Above all, he took on national security - face on, full-throttle, enraged, as we should all be, at how disastrously American power has been handled these past eight years. He owned this issue in a way that no Democrat has owned it since Kennedy. That's a transformative event. To my mind, it is vital that both parties get to own the war on Jihadist terror and that we escape this awful Rove-Morris trap that poisons the discourse into narrow and petty partisan abuse of patriotism. Obama did this tonight. We are in his debt.
Look: I'm biased at this point. I'm one of those people, deeply distressed at what has happened to America, deeply ashamed of my own misjudgments, who has shifted out of my ideological comfort zone because this man seems different to me, and this moment in history seems different to me. I'm not sure we have many more chances to get off the addiction to foreign oil, to prevent a calamitous terrorist attack, to restore constitutional balance in the hurricane of a terror war.
I've said it before - months and months ago. I should say it again tonight. This is a remarkable man at a vital moment. America would be crazy to throw this opportunity away. America must not throw this opportunity away.
Know hope.
Personally I keep reflecting back to the newspaper editor in Iowa, back when this all began:
(we) are about the select the smartest person in the room.
History is being made.
Crouching amid the Tennessee delegation on the floor of the stadium, I noticed him, this tall black man standing behind me. His face was as broad as his shoulders. And as Barack Obama finished his speech, as fireworks shot off and red white and blue confetti fell, tears rolled down his cheeks.
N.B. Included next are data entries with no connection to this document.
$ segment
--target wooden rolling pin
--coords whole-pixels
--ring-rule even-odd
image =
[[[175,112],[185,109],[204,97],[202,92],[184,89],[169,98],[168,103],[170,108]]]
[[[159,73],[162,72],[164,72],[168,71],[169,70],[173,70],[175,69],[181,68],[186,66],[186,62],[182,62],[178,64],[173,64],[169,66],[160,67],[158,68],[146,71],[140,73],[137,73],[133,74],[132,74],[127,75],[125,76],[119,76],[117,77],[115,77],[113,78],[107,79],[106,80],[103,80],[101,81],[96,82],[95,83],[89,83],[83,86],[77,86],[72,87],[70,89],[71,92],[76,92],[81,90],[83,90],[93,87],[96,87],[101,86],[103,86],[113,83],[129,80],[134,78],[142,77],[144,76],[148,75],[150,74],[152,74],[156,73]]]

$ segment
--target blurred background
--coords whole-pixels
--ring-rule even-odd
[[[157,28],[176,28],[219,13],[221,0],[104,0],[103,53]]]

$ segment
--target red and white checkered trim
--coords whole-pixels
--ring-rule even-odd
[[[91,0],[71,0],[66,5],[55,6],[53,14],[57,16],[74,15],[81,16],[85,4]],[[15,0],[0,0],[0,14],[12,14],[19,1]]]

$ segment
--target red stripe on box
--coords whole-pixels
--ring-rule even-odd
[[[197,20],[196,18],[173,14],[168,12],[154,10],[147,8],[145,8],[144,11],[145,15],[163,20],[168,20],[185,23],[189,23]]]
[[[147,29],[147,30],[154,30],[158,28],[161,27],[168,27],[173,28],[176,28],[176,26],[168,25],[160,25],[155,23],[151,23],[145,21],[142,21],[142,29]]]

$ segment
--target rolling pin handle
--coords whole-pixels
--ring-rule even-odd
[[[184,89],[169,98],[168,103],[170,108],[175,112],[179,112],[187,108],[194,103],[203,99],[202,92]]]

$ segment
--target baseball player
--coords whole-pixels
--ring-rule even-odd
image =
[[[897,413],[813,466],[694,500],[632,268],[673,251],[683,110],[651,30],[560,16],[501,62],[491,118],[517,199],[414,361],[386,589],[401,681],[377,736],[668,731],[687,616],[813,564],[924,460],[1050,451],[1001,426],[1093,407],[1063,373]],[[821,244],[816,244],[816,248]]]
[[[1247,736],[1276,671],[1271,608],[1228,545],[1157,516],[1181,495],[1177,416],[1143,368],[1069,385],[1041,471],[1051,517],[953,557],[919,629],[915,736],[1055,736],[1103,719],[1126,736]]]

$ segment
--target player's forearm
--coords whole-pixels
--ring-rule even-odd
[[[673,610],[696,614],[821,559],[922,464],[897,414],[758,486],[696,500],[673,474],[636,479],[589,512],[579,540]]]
What emotions are running barreling through right now?
“So much, I see so many things,” replied Keith Norman in a rich baritone. “I see my earliest dreams as a child. I see a man being given a fair chance because of his talent.”
His chest heaves; he is looking at the stage and the Mr. Obama hugging his wife and his two daughters.
“I see his faith in God. And I see the hand of God,” he said, “And it makes my heart glad.”
A friend, a barrel chested black man in a black Obama beret comes over and puts his arm around the midsection of Mr. Norman and asks another man to take a picture of them together.
Both men are crying and smiling.
Run, Barack, Run!
And godspeed to ye. You won't arrive a minute too soon.